Under the FADP and GDPR you have the following rights with respect to your personal data:

• Right of access — You may request a copy of the personal data we hold about you.
• Right to rectification — You may request that we correct inaccurate or incomplete data.
• Right to erasure ("right to be forgotten") — You may request deletion of your personal data where there is no overriding legal basis for us to retain it. Note that billing records subject to statutory retention obligations cannot be deleted before the applicable period expires.
• Right to restriction of processing — You may request that we restrict how we process your data in certain circumstances (e.g. while accuracy is disputed).
• Right to object — You may object to processing based on legitimate interests. We will cease processing unless we can demonstrate compelling legitimate grounds that override your interests.
• Right to data portability — Where processing is based on consent or contract and carried out by automated means, you may request your data in a structured, commonly used, machine-readable format.
• Right to withdraw consent — Where processing is based on consent (e.g. marketing), you may withdraw it at any time without affecting prior processing.

We will respond to all requests within one month. For complex or multiple requests we may extend this by a further two months, in which case we will notify you within the first month.

To exercise any of these rights, please contact us:

You can also delete your account directly from the platform (Account Settings → Delete Account), which will immediately erase your account and analysis data.

Cookies are small text files placed on your device by a website. We use cookies solely to provide the essential functionality of the platform. We do not currently use third-party analytics or advertising cookies.

For more general information about cookies, visit allaboutcookies.org.

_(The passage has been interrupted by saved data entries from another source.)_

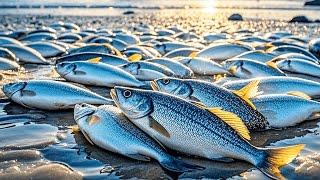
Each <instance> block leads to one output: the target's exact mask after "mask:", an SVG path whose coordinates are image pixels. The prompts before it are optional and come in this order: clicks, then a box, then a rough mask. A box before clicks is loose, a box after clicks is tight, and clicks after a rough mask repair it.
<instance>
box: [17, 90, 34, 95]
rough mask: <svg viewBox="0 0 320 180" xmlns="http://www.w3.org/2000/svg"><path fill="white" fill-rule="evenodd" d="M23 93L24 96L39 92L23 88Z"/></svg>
mask: <svg viewBox="0 0 320 180" xmlns="http://www.w3.org/2000/svg"><path fill="white" fill-rule="evenodd" d="M21 95H22V96H36V95H37V93H35V92H34V91H31V90H22V91H21Z"/></svg>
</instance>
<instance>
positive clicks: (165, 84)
mask: <svg viewBox="0 0 320 180" xmlns="http://www.w3.org/2000/svg"><path fill="white" fill-rule="evenodd" d="M162 82H163V84H165V85H168V84H169V83H170V80H169V79H163V80H162Z"/></svg>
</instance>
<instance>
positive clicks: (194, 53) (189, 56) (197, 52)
mask: <svg viewBox="0 0 320 180" xmlns="http://www.w3.org/2000/svg"><path fill="white" fill-rule="evenodd" d="M197 55H198V52H196V51H194V52H192V53H190V54H189V57H191V58H194V57H196V56H197Z"/></svg>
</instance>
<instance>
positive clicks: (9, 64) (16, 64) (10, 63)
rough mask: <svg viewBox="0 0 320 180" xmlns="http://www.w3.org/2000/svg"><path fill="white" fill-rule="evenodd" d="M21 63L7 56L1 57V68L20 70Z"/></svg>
mask: <svg viewBox="0 0 320 180" xmlns="http://www.w3.org/2000/svg"><path fill="white" fill-rule="evenodd" d="M19 68H20V65H19V64H18V63H16V62H14V61H11V60H9V59H7V58H2V57H0V70H18V69H19Z"/></svg>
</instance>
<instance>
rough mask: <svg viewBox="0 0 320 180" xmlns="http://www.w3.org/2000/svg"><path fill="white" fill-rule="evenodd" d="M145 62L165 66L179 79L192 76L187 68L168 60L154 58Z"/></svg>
mask: <svg viewBox="0 0 320 180" xmlns="http://www.w3.org/2000/svg"><path fill="white" fill-rule="evenodd" d="M146 62H152V63H156V64H160V65H162V66H166V67H167V68H169V69H170V70H171V71H172V72H173V73H174V75H175V76H176V77H179V78H191V77H193V75H194V74H193V71H192V70H191V69H190V68H189V67H188V66H186V65H184V64H182V63H180V62H178V61H175V60H172V59H170V58H155V59H149V60H146Z"/></svg>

We use only essential (strictly necessary) cookies. These cookies are required for the platform to function and cannot be switched off without preventing you from using core features.

Cookie	Purpose	Duration
session	Maintains your authenticated session. Stored as an encrypted, HttpOnly, Secure, SameSite=Lax cookie — JavaScript cannot access it.	30 days (or until you log out)
CSRF token (form field)	Prevents cross-site request forgery on state-changing requests. Transmitted as a hidden form field, not a persistent cookie.	Per request

Because we use only strictly necessary cookies, no cookie consent banner is legally required under the ePrivacy Directive. Should we introduce non-essential cookies in the future, we will update this policy and implement an appropriate consent mechanism before doing so.

You can configure your browser to block or delete cookies. However, blocking the session cookie will prevent you from logging in. Instructions for managing cookies in common browsers:

• Google Chrome
• Mozilla Firefox
• Apple Safari
• Microsoft Edge

Our website may contain links to third-party websites or services. This privacy policy applies only to inseit Protein Suite. We have no control over the content or privacy practices of other websites and encourage you to read their privacy policies before providing any personal data.

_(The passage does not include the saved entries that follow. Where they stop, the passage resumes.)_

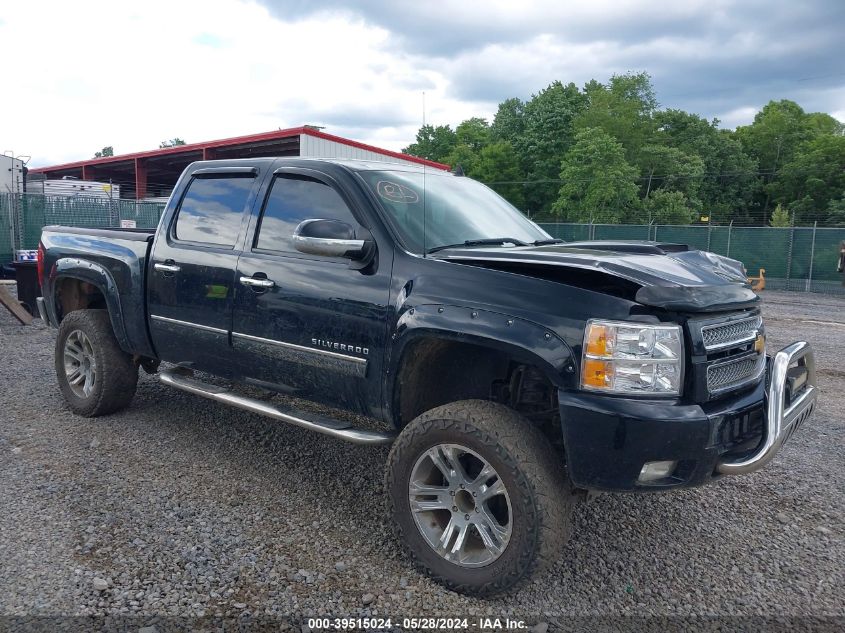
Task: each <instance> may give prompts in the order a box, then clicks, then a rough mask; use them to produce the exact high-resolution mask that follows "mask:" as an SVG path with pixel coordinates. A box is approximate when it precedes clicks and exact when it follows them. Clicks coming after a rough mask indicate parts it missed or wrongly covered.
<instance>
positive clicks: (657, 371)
mask: <svg viewBox="0 0 845 633" xmlns="http://www.w3.org/2000/svg"><path fill="white" fill-rule="evenodd" d="M683 368H684V339H683V336H682V334H681V326H679V325H646V324H639V323H628V322H627V321H600V320H597V319H592V320H590V321H588V322H587V329H586V331H585V332H584V351H583V358H582V359H581V387H582V388H584V389H589V390H591V391H603V392H606V393H624V394H640V395H649V394H656V395H680V393H681V385H682V381H683Z"/></svg>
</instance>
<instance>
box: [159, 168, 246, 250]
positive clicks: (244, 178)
mask: <svg viewBox="0 0 845 633" xmlns="http://www.w3.org/2000/svg"><path fill="white" fill-rule="evenodd" d="M253 182H254V179H253V178H233V177H231V176H227V177H223V178H195V179H194V180H192V181H191V184H190V185H188V191H187V192H186V193H185V197H184V198H183V199H182V205H181V206H180V207H179V215H178V216H177V217H176V230H175V234H176V239H178V240H187V241H189V242H202V243H204V244H214V245H215V246H234V245H235V240H236V239H237V238H238V231H239V230H240V227H241V217H242V216H243V211H244V206H245V205H246V202H247V199H248V198H249V190H250V189H251V188H252V184H253Z"/></svg>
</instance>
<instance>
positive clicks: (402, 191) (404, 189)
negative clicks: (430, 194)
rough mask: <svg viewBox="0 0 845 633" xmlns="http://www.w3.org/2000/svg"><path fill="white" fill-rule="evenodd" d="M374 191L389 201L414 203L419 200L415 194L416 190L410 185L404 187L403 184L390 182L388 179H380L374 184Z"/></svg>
mask: <svg viewBox="0 0 845 633" xmlns="http://www.w3.org/2000/svg"><path fill="white" fill-rule="evenodd" d="M376 191H378V195H380V196H381V197H382V198H384V199H385V200H388V201H389V202H401V203H402V204H414V203H416V202H419V201H420V197H419V196H418V195H417V192H416V191H414V190H413V189H411V188H410V187H406V186H405V185H400V184H399V183H396V182H390V181H389V180H380V181H379V183H378V184H377V185H376Z"/></svg>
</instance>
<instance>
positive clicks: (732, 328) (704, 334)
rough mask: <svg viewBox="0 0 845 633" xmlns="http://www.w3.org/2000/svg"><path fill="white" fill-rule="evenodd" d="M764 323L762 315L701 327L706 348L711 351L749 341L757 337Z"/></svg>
mask: <svg viewBox="0 0 845 633" xmlns="http://www.w3.org/2000/svg"><path fill="white" fill-rule="evenodd" d="M762 325H763V319H762V317H760V316H759V315H758V316H753V317H750V318H747V319H741V320H739V321H732V322H730V323H720V324H717V325H705V326H704V327H702V328H701V337H702V339H703V340H704V348H705V349H706V350H707V351H708V352H709V351H713V350H716V349H722V348H725V347H731V346H732V345H739V344H741V343H748V342H750V341H753V340H754V339H755V338H757V333H758V332H759V331H760V328H761V327H762Z"/></svg>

We keep this policy under regular review. The "Last updated" date at the top of this page reflects the most recent revision. We will notify you of material changes by email or by posting a prominent notice on the platform before the changes take effect.

Continued use of the platform after notification of material changes constitutes acceptance of the revised policy.

For any questions about this privacy policy, the data we hold, or to exercise your data protection rights, please contact us:

If you are not satisfied with how we have handled your privacy concern, you have the right to lodge a complaint with the competent supervisory authority.

Swiss supervisory authority

EU supervisory authority

If you are based in the EEA and believe GDPR applies to your situation, you also have the right to complain to the supervisory authority in your country of residence or the authority where the alleged infringement occurred.